Por outro lado, na atual sociedade contemporânea, Em um tempo do “Amor Liquido” trazendo, Zygmunt Bauman para este debate na qual afirma que as relações humanas estão cada vez mais flexíveis, gerando níveis de insegurança que aumentam a cada dia. Consequentemente, para esta crise da modernidade liquida, o ritmo é de suma importância para que possamos reinventar nossos modos de viver e nos relacionar, dar e receber – em busca da justa contribuição para exprimir gratidão. Ousemos nos colocar num campo de abundância – especialmente em tempos de escassez.
Como afirma Drummond no poema: Os Ombros Suportam o Mundo, “Tempo de absoluta depuração. Tempo em que não se diz mais: meu amor. Porque o amor resultou inútil.“ estamos sendo tragado por um tempo sem amor.

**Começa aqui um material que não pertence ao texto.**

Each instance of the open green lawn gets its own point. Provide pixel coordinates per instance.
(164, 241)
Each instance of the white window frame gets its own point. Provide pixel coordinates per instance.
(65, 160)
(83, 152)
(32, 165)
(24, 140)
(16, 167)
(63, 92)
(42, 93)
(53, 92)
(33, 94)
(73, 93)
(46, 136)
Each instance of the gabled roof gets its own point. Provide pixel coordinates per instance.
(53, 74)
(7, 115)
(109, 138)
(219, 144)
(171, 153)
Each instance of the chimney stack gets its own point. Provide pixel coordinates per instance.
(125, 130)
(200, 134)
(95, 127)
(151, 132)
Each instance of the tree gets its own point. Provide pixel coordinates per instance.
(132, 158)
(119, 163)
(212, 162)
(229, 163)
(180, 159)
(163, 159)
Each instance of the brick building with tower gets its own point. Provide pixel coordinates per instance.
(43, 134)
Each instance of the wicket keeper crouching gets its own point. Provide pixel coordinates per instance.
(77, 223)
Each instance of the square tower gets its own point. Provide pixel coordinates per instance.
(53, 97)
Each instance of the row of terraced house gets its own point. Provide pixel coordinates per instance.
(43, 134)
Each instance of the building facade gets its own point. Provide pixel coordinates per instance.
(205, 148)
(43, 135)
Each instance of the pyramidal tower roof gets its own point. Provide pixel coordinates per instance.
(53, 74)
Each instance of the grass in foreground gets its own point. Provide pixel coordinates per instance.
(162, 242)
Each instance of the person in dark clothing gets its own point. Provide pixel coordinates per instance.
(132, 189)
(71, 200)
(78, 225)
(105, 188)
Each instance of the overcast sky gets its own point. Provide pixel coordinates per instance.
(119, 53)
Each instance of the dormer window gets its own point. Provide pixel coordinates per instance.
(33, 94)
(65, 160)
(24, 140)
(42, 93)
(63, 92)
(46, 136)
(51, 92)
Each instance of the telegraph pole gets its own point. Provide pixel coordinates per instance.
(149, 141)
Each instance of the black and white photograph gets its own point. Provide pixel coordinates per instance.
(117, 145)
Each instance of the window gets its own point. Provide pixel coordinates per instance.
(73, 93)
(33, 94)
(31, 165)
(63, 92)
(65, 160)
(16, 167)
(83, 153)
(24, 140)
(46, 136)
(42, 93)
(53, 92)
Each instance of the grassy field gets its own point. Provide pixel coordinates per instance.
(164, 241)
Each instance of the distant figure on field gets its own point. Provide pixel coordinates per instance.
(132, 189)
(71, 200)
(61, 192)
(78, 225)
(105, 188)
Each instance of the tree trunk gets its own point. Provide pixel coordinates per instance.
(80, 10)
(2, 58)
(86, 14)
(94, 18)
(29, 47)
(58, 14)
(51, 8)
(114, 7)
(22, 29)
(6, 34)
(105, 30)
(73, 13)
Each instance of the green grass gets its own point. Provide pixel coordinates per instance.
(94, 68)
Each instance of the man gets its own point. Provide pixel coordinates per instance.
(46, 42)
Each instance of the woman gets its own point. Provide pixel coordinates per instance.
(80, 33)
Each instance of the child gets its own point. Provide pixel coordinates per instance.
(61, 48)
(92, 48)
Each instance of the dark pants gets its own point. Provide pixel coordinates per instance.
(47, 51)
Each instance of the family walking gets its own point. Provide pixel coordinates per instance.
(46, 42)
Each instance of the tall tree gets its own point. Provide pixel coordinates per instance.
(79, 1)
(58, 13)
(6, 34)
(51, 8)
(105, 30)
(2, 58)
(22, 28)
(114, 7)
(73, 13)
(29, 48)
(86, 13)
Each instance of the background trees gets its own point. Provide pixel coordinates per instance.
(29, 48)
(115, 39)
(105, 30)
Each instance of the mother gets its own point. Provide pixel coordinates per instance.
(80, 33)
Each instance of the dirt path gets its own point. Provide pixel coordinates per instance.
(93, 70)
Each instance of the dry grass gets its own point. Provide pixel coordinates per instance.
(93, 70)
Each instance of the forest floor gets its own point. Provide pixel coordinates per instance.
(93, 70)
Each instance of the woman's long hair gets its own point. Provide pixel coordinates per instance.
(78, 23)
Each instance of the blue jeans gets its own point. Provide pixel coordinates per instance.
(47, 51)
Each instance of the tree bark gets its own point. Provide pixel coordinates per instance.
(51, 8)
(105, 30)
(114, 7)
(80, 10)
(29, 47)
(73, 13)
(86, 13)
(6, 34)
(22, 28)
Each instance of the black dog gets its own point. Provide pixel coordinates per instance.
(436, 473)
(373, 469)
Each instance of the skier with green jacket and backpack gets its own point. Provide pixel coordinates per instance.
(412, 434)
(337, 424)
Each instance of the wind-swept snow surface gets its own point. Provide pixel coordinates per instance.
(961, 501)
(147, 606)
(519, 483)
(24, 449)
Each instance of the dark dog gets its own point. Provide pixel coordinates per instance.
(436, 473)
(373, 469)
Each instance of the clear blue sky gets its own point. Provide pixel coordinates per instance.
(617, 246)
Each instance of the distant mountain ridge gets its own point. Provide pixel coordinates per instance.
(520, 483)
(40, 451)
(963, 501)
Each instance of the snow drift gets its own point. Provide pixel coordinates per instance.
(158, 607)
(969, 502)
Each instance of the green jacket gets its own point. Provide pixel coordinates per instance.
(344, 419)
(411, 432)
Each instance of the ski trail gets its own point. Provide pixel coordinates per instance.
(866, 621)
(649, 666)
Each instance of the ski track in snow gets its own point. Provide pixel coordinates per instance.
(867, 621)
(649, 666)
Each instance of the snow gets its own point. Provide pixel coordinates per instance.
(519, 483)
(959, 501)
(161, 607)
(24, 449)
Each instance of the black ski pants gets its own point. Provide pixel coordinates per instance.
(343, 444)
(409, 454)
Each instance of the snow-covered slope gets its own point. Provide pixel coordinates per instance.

Poderemos, utilizar o Tambor como um arquétipo, como metáfora, como um signo catalizador de energias que transforma as emoções e res-significa sentidos, desta forma, o ritmo faz: a incrível conexão ancestral entre o material e o imaterial, a realidade e a imaginação, entre o espiritual e o carnal, entre o novo e o velho. Separando-nos da ancestralidade por meio do tempo.
Sendo o ritmo uma maneira de contar o tempo em seu sentido musical. Mas o ritmo é mais do que contar compassos e medir metro, metro não é sinônimo de ritmo, ambos são coisas distintas. Metro é medida, ritmo é fruição.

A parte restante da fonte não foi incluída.